What are the advantages and disadvantages of debt financing.?

The primary advantage of debt financing is that it allows the founders to retain ownership and control of the company. In contrast to equity financing, the entrepreneurs are able to make key strategic decisions and also to keep and reinvest more company profits. Another advantage of debt financing is that it provides small business owners with a greater degree of financial freedom than equity financing. Debt obligations are limited to the loan repayment period, after which the lender has no further claim on the business, whereas equity investors' claim does not end until their stock is sold. Furthermore, a debt that is paid on time can enhance a small business's credit rating and make it easier to obtain various types of financing in the future. Debt financing is also easy to administer, as it generally lacks the complex reporting requirements that accompany some forms of equity financing. Finally, debt financing tends to be less expensive for small businesses over the long term, though more expensive over the short term, than equity financing.

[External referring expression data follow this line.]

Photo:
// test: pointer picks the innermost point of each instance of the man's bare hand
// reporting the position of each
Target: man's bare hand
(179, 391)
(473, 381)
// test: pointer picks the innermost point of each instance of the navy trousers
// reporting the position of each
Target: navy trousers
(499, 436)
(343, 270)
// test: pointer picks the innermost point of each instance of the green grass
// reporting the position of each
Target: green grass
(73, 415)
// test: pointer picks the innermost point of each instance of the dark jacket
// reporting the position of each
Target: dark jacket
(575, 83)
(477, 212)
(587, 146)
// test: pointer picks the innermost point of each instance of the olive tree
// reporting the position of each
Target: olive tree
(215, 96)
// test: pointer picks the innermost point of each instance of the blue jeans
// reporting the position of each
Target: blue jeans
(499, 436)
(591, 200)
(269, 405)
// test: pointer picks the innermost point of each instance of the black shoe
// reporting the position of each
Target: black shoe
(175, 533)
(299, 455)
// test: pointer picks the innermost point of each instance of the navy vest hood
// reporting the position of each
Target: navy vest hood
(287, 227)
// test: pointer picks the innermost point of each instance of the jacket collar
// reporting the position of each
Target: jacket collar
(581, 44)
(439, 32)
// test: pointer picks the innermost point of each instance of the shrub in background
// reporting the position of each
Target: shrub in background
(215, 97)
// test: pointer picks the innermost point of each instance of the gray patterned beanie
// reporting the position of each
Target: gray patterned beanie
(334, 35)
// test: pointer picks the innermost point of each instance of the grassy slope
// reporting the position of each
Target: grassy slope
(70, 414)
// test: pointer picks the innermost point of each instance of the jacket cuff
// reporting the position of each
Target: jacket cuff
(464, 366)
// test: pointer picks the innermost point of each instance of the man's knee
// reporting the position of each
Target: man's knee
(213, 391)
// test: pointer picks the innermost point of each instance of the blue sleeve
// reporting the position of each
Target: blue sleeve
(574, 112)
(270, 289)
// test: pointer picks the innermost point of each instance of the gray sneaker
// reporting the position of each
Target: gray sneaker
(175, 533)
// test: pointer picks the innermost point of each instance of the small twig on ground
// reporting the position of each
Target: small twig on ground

The main disadvantage of debt financing is that it requires a small business to make regular monthly payments of principal and interest. Very young companies often experience shortages in cash flow that may make such regular payments difficult. Most lenders provide severe penalties for late or missed payments, which may include charging late fees, taking possession of collateral, or calling the loan due early. Failure to make payments on a loan, even temporarily, can adversely affect a small business's credit rating and its ability to obtain future financing. Another disadvantage associated with debt financing is that its availability is often limited to established businesses. Since lenders primarily seek security for their funds, it can be difficult for unproven businesses to obtain loans. Finally, the amount of money small businesses may be able to obtain via debt financing is likely to be limited, so they may need to use other sources of financing as well.